* RE: weird speed problem
2003-11-23 8:52 weird speed problem Yaroslav Halchenko
@ 2003-11-24 16:52 ` Luck, Tony
2003-11-24 20:00 ` Luck, Tony
` (2 subsequent siblings)
3 siblings, 0 replies; 5+ messages in thread
From: Luck, Tony @ 2003-11-24 16:52 UTC (permalink / raw)
To: linux-ia64
> First I've compiled it under shipped red hat... it ran 12 sec, I was
> happy because it took the same amount of time for 64bit amd opteron...

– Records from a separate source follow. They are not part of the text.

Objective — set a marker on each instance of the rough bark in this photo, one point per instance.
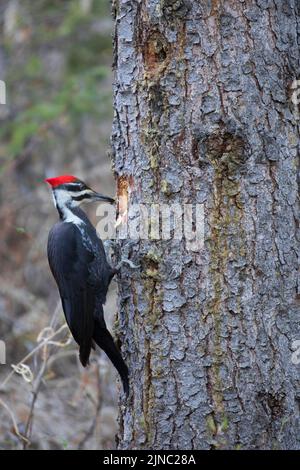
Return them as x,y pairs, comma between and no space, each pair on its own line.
203,114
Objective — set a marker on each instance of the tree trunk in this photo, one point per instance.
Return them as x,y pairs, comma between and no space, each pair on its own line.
203,115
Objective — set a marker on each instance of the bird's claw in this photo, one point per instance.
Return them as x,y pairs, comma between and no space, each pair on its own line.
128,262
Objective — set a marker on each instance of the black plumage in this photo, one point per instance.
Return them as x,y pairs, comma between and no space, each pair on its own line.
78,262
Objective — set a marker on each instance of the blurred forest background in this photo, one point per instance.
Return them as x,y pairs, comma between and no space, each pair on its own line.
55,58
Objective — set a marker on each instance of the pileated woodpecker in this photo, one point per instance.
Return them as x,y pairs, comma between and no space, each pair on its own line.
79,265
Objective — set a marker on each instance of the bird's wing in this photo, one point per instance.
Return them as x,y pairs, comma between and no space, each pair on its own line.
70,261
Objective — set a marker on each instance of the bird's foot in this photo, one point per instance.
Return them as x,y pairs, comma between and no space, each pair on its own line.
128,262
108,244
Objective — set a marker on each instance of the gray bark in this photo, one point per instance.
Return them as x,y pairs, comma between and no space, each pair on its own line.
203,114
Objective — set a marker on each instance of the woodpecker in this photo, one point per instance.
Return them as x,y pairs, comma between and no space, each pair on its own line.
80,268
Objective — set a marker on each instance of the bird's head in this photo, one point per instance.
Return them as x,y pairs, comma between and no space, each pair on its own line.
71,191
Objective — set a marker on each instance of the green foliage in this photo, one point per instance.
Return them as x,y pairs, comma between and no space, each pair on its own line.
46,102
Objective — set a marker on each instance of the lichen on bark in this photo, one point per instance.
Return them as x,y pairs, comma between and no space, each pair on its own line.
202,115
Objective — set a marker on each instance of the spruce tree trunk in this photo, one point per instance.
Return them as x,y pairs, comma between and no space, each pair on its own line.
203,114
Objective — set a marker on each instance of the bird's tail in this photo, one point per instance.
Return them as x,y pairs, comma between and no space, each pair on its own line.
105,341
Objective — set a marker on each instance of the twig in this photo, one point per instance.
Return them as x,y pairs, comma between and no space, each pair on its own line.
29,355
12,416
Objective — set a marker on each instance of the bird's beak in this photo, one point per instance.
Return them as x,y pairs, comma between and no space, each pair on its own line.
94,196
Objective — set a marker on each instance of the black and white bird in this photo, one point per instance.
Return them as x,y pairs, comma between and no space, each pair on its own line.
79,265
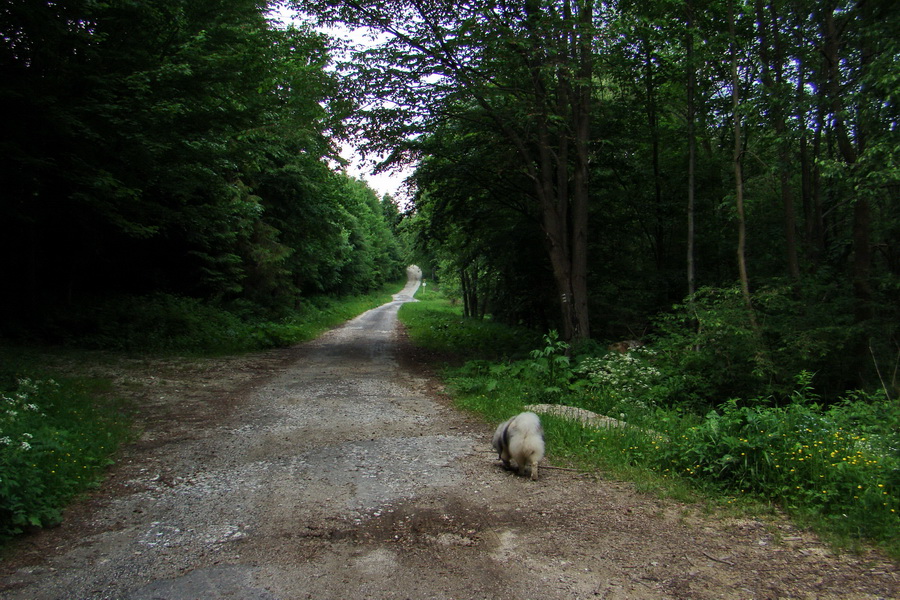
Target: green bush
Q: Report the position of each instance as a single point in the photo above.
(838, 465)
(55, 441)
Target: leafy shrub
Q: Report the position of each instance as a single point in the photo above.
(55, 441)
(628, 379)
(839, 464)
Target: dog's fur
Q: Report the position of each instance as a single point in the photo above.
(520, 440)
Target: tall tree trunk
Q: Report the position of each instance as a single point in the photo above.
(737, 159)
(653, 124)
(772, 59)
(692, 145)
(862, 216)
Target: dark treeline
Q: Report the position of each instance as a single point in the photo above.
(174, 147)
(586, 166)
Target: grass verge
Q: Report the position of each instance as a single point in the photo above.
(834, 468)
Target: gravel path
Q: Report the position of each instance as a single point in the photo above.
(334, 470)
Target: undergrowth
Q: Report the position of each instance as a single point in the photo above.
(169, 323)
(834, 467)
(58, 434)
(56, 439)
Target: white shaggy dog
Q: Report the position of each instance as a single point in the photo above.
(520, 439)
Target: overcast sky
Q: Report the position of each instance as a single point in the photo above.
(383, 183)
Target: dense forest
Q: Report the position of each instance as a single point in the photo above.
(157, 151)
(580, 166)
(586, 166)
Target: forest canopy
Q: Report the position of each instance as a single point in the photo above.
(582, 166)
(586, 166)
(175, 147)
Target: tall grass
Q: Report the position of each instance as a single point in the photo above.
(834, 467)
(168, 323)
(57, 435)
(56, 439)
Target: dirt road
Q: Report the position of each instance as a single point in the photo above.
(333, 470)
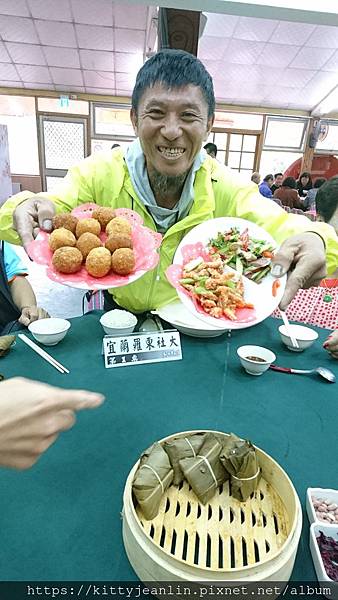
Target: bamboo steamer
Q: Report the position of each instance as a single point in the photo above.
(225, 540)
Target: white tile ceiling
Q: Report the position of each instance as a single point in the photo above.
(262, 62)
(72, 45)
(98, 46)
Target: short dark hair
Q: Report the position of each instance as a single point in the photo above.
(174, 69)
(210, 147)
(319, 182)
(268, 177)
(289, 182)
(327, 199)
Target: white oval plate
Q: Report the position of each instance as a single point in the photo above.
(259, 294)
(185, 321)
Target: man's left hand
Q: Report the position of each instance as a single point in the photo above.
(303, 257)
(32, 313)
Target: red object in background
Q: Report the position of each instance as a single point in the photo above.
(323, 165)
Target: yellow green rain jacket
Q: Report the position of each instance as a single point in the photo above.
(104, 178)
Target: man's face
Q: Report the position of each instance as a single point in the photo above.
(172, 125)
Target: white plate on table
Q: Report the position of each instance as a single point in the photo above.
(195, 243)
(185, 321)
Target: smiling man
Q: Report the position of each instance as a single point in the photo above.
(168, 178)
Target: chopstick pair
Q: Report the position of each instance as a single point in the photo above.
(288, 329)
(52, 361)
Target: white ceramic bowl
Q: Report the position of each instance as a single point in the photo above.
(49, 331)
(323, 494)
(118, 322)
(328, 530)
(255, 367)
(305, 336)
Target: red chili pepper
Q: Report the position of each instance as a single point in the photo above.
(275, 286)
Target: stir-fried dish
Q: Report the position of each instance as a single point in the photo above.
(245, 254)
(217, 290)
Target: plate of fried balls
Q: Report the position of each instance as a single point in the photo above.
(96, 247)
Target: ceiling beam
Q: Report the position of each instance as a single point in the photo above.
(280, 10)
(178, 29)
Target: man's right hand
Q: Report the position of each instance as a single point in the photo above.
(33, 414)
(32, 215)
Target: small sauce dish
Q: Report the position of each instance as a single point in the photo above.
(118, 322)
(50, 331)
(305, 336)
(255, 359)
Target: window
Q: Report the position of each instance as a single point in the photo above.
(328, 137)
(249, 121)
(111, 121)
(286, 133)
(18, 113)
(74, 107)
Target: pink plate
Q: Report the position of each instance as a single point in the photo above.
(145, 245)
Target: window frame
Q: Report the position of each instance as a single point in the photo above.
(107, 136)
(300, 147)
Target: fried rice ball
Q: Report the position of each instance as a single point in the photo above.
(65, 220)
(87, 226)
(61, 237)
(118, 240)
(67, 260)
(123, 261)
(118, 225)
(103, 214)
(98, 262)
(86, 242)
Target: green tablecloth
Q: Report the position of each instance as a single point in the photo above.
(61, 519)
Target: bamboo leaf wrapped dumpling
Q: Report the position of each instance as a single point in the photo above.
(183, 447)
(6, 342)
(240, 459)
(205, 473)
(152, 478)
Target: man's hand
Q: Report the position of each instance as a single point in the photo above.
(32, 313)
(303, 257)
(32, 415)
(32, 215)
(331, 344)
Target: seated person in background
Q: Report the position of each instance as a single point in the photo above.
(211, 149)
(17, 300)
(309, 202)
(255, 177)
(304, 183)
(166, 178)
(265, 186)
(288, 194)
(32, 415)
(277, 182)
(319, 305)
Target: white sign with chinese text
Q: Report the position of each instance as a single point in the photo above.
(140, 348)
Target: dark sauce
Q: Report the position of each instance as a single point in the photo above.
(255, 358)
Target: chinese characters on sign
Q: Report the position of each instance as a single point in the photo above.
(141, 348)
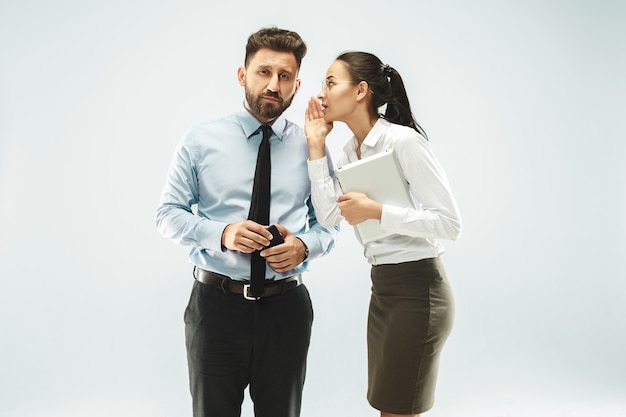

> Then I played with how fast ia32 emulation is (took it about
> 2-3 minutes
> for the same but ia32 bit compiled program). But then at some point
> after I recompiled it back to ia64 it started running almost
> as slow as ia32
One _potential_ reason why it ran fast one time, and slow on other runs
is the lack of page colouring in Linux. If the working set of your test
program is some large percentage of the cache size, then you can hit this
on any architecture, not just ia64.
-Tony Luck
^ permalink raw reply [flat|nested] 5+ messages in thread* RE: weird speed problem
2003-11-23 8:52 weird speed problem Yaroslav Halchenko
2003-11-24 16:52 ` Luck, Tony
@ 2003-11-24 20:00 ` Luck, Tony
2003-11-24 21:21 ` David Mosberger
2003-11-24 21:44 ` Yaroslav Halchenko
3 siblings, 0 replies; 5+ messages in thread
From: Luck, Tony @ 2003-11-24 20:00 UTC (permalink / raw)
To: linux-ia64
> One _potential_ reason why it ran fast one time, and slow on
> other runs
> is the lack of page colouring in Linux. If the working set
> of your test
> program is some large percentage of the cache size, then you
> can hit this
> on any architecture, not just ia64.
Following up to myself (in response to private e-mail requesting
clarification).
You may be able to determine whether this is your problem
by using Stephane's "pfmon" tool to count cache misses at
various levels of the cache hierarchy, and comparing these
numbers from run to run. If you see wildly varying numbers,
and your system is idle apart from the test program, then
lack of cache colouring is probably the issue.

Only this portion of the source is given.